El jinete desconocido

Páginas atrás, hablando de las aves de Hallenberga, les contaba a ustedes de un príncipe de Siria y Antioquía, infante de Armenia, cuyo nombre no viene en la Saga de Njals, y que sentado en un hall real en Noruega entre los vikingos adultos, dijo que descendía de Constantino, quien a su vez era pariente de Odín. Emile Male y otros investigaron que los jinetes que aparecen en los pórticos de las catedrales germánicas —el Jinete de Bamberg famoso, por ejemplo—, era Constantino el Emperador, triunfador en el Hoc signo vinces asomando por entre nubes bordeadas de púrpura. La verdad es que a Constantino lo hicieron participar de algunos mitos odínicos. Se decía de él lo que se dijo de Odín: que viviría lo que durase una vela que una mujer misteriosa y alada había dejado encendida al pie del lecho de su madre; entonces su padre, presurosamente, la apagó. En la historia de Odín se cuenta que un día un anciano llegó a la casa del rey, en Islandia, y pidió carne, cerveza y fuego; se lo concedieron todo, a condición de que contase una historia; el anciano contó la historia de la vela del nacimiento de Odín, y los campeones no se la creyeron. Entonces el anciano, cuyo rostro ocultaba el ancha ala de su sombrero, sacó de debajo de su capa un cabo de vela, la encendió en el fuego del rey y mostró aquella espléndida luz a los desconfiados oyentes.
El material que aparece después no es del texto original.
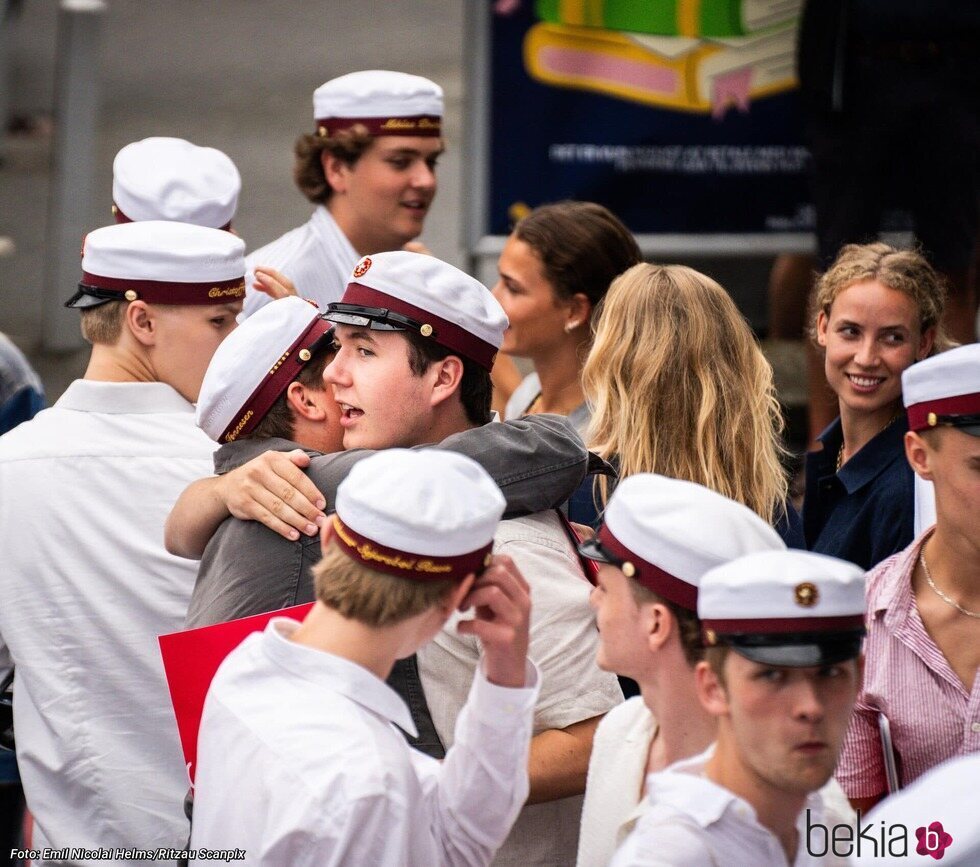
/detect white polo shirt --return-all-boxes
[609,745,848,867]
[0,380,215,863]
[240,205,360,321]
[191,618,538,867]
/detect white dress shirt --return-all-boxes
[240,205,361,321]
[191,618,538,867]
[0,380,215,863]
[610,745,849,867]
[418,511,623,867]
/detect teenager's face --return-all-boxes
[589,563,648,678]
[492,235,568,358]
[330,135,442,254]
[323,325,434,449]
[152,301,242,403]
[719,652,860,795]
[817,280,933,414]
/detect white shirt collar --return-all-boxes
[262,617,419,738]
[56,379,194,413]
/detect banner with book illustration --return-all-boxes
[489,0,813,235]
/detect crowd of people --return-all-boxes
[0,57,980,867]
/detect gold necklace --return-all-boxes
[919,544,980,620]
[834,410,902,473]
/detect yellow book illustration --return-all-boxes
[524,22,796,117]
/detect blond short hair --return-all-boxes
[582,263,788,524]
[81,301,129,346]
[313,539,459,627]
[810,241,955,355]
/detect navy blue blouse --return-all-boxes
[803,413,915,569]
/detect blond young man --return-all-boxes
[191,449,538,867]
[611,551,864,867]
[0,221,245,863]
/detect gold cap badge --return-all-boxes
[793,581,820,608]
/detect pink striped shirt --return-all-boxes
[837,534,980,798]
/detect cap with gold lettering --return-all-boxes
[112,136,242,229]
[65,220,245,307]
[698,551,864,667]
[579,473,786,611]
[902,343,980,437]
[313,69,442,136]
[197,296,333,443]
[331,449,505,581]
[325,250,508,370]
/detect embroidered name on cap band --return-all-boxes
[218,316,333,443]
[81,271,245,304]
[598,524,698,611]
[316,114,442,137]
[333,514,493,581]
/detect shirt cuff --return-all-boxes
[467,659,541,723]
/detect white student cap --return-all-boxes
[579,473,786,611]
[333,449,505,581]
[326,250,508,370]
[902,343,980,437]
[313,69,442,136]
[698,550,864,667]
[197,296,333,443]
[112,136,242,229]
[65,220,245,307]
[851,754,980,867]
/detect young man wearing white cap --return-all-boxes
[174,252,622,865]
[245,69,443,316]
[837,343,980,809]
[112,136,242,230]
[191,450,539,867]
[178,298,580,758]
[611,551,864,867]
[577,473,786,867]
[0,221,245,863]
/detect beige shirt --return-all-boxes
[418,512,623,867]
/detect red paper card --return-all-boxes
[159,602,313,785]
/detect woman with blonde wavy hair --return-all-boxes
[583,264,803,547]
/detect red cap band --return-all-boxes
[82,271,245,304]
[333,514,493,581]
[701,614,864,638]
[341,283,497,370]
[112,202,231,232]
[905,392,980,430]
[599,524,698,611]
[218,316,333,443]
[316,114,442,137]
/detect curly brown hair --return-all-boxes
[810,241,954,355]
[293,123,374,205]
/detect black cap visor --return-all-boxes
[65,283,126,309]
[719,629,864,668]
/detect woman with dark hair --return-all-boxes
[493,202,642,437]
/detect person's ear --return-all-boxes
[915,325,936,361]
[694,660,728,716]
[565,292,592,333]
[817,310,830,346]
[123,300,158,346]
[320,150,351,194]
[905,430,933,482]
[286,380,328,422]
[640,602,675,653]
[426,355,463,407]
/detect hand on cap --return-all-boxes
[458,556,531,687]
[254,265,299,301]
[217,449,326,542]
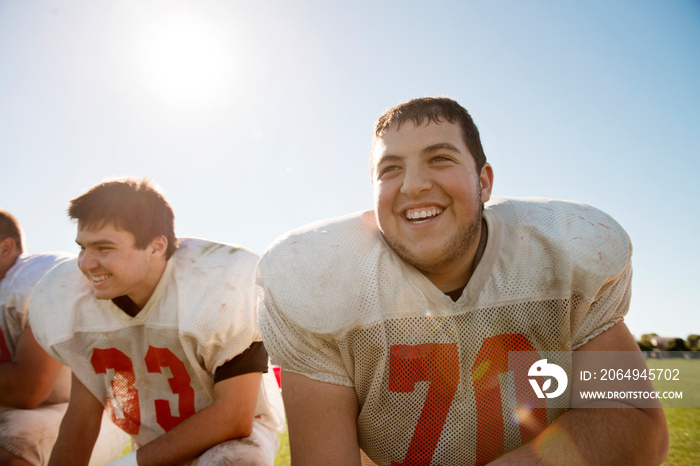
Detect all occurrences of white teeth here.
[406,208,442,220]
[90,274,109,283]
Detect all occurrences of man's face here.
[75,223,167,307]
[372,121,493,291]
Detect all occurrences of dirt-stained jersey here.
[0,253,75,403]
[257,198,632,466]
[29,239,284,445]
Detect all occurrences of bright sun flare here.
[143,17,232,106]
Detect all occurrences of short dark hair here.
[68,178,177,259]
[374,97,486,173]
[0,209,24,253]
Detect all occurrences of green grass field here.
[647,359,700,465]
[275,359,700,466]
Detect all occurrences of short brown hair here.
[0,209,24,253]
[374,97,486,173]
[68,178,177,259]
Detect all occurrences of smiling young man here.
[0,209,128,466]
[30,179,284,466]
[258,98,668,466]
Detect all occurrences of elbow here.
[653,416,671,464]
[638,408,671,465]
[229,419,253,440]
[12,391,47,409]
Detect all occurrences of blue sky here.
[0,0,700,337]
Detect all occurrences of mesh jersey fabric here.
[0,253,75,403]
[29,239,284,445]
[257,198,632,466]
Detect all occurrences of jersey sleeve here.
[29,260,81,365]
[174,240,262,375]
[258,258,354,387]
[214,341,268,383]
[572,255,632,349]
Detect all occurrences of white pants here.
[0,403,129,466]
[191,419,280,466]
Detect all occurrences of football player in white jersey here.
[0,209,128,466]
[258,98,668,466]
[29,178,284,466]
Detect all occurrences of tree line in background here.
[637,333,700,351]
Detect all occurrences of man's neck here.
[440,219,489,301]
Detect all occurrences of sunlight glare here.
[143,16,233,107]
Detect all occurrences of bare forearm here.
[49,412,101,466]
[137,372,262,466]
[493,408,668,465]
[137,406,253,466]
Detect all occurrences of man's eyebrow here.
[377,154,404,165]
[420,142,460,155]
[75,239,117,247]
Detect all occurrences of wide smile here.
[87,273,112,286]
[404,206,442,224]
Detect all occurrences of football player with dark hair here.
[30,178,284,466]
[0,209,128,466]
[258,98,668,466]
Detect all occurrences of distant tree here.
[637,340,654,351]
[637,333,658,351]
[666,338,688,351]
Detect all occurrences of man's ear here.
[0,237,17,259]
[150,235,168,257]
[479,162,493,203]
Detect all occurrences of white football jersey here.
[30,239,284,445]
[257,198,632,466]
[0,253,75,403]
[0,254,74,362]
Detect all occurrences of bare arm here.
[49,376,104,466]
[0,326,64,409]
[282,371,360,466]
[492,322,669,465]
[137,372,262,466]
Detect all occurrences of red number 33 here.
[90,346,194,435]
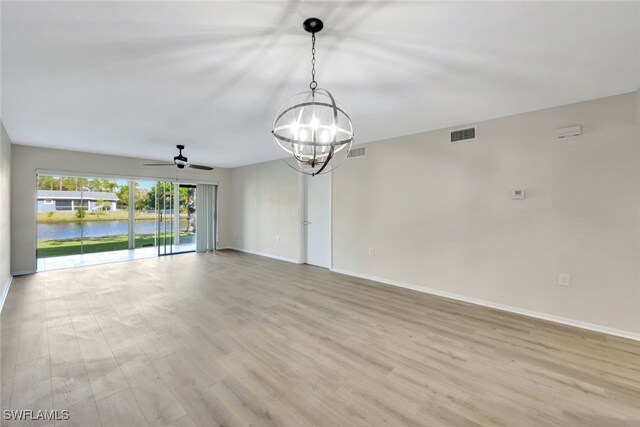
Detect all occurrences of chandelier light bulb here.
[271,18,354,175]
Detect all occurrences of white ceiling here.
[2,1,640,167]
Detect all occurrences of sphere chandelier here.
[271,18,353,176]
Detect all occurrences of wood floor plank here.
[1,251,640,427]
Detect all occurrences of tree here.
[116,185,129,206]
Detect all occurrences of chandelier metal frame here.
[271,18,354,176]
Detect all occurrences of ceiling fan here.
[143,145,213,171]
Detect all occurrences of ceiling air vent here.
[347,147,367,159]
[451,126,478,143]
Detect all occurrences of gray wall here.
[0,121,11,306]
[333,93,640,334]
[11,145,229,274]
[231,93,640,335]
[229,160,301,262]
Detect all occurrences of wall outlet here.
[558,273,571,286]
[511,188,527,200]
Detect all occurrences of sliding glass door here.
[155,181,196,255]
[36,174,208,270]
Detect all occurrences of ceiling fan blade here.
[189,165,213,171]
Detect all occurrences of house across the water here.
[38,190,118,212]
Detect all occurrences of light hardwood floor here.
[1,251,640,427]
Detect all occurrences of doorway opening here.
[302,173,331,268]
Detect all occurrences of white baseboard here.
[0,275,13,312]
[331,268,640,341]
[11,270,37,276]
[225,246,300,264]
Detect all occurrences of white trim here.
[331,268,640,341]
[297,173,307,264]
[36,168,218,186]
[11,269,37,277]
[0,275,13,313]
[225,246,303,264]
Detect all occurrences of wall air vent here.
[347,147,367,159]
[450,126,478,143]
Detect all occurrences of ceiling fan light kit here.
[271,18,353,176]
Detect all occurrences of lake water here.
[37,219,187,240]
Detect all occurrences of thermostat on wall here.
[511,189,527,200]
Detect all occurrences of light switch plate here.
[558,273,571,286]
[511,188,527,200]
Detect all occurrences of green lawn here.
[36,232,195,258]
[36,209,189,224]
¡Tan bella era la luz que nacía de aquella vela amarillenta que, absortos contemplándola, los hombres del norte no se dieron cuenta de que el anciano había abandonado la casa real! La vela se agotó y murió.

—¡Salid en busca de ese anciano! —ordenó el rey. Salieron apresuradamente los guerreros, y a cien varas noruegas de la casa real encontraron muerto al desconocido. Su rostro brillaba sobre la nieve y la derretía alrededor. Su barba se había vuelto de oro y su muslo derecho de asta de buey. Borges traduce «de marfil», quizás por recuerdo del mito tantálico y del famoso Paladión de Troya. Verdaderamente el muerto era Odín. Pues de Constantino se asegura que nunca se separaba de la vela que le había sido dada en don en el instante de su nacimiento. Pero un día, en su palacio de Spalato, en el Adriático —Spalato, es decir, el Palacio—, la dejó olvidada, y un esclavo la cogió para alumbrarse en las cuadras en las que descansaba el caballo «Fax» —nombre que también es otra historia; «Fax» es uno de los nombres secretos de Roma y de otras ciudades imperiales, por ejemplo, Aquisgrán y Toledo—. Y cuando la vela se agotó, Constantino falleció.

En una abadía cercana a Salzburgo, había a la puerta de la iglesia, frente a frente de San Jorge matador del dragón, un Constantino. Cuando vinieron los turcos, y violentas descubiertas de jinetes llegaron hasta la pared que cerraba la huerta abacial —guindos para el kirch, manzanos para la sidra, esparragueras dálmatas—, lanzando flechas que golpeaban las campanas y alarmaban a los pobres monjes, el San Jorge de piedra descendió de la portada gótica e invitó a Constantino a seguirle y darle batalla al infiel. Pero Constantino no se movió. San Jorge salió sereno y sonriente, como cuando se dirigía hacia la garra sexadáctila del draco capadocio. Y nunca más se volvió a saber de él. Cuando los turcos entraron en la abadía, degollaron a Constantino, aquel jinete de mármol que los miraba despectivo. Estaba hueco y relleno de estiércol, y su caballo se transformó en ceniza. Franz Werfel escribió un poema sobre esto. Pero Werfel, Fra Vernero —de quien escribió Otero Pedrayo tan bella biografía— no sabía que el jinete desconocido era el Emperador Constantino romano.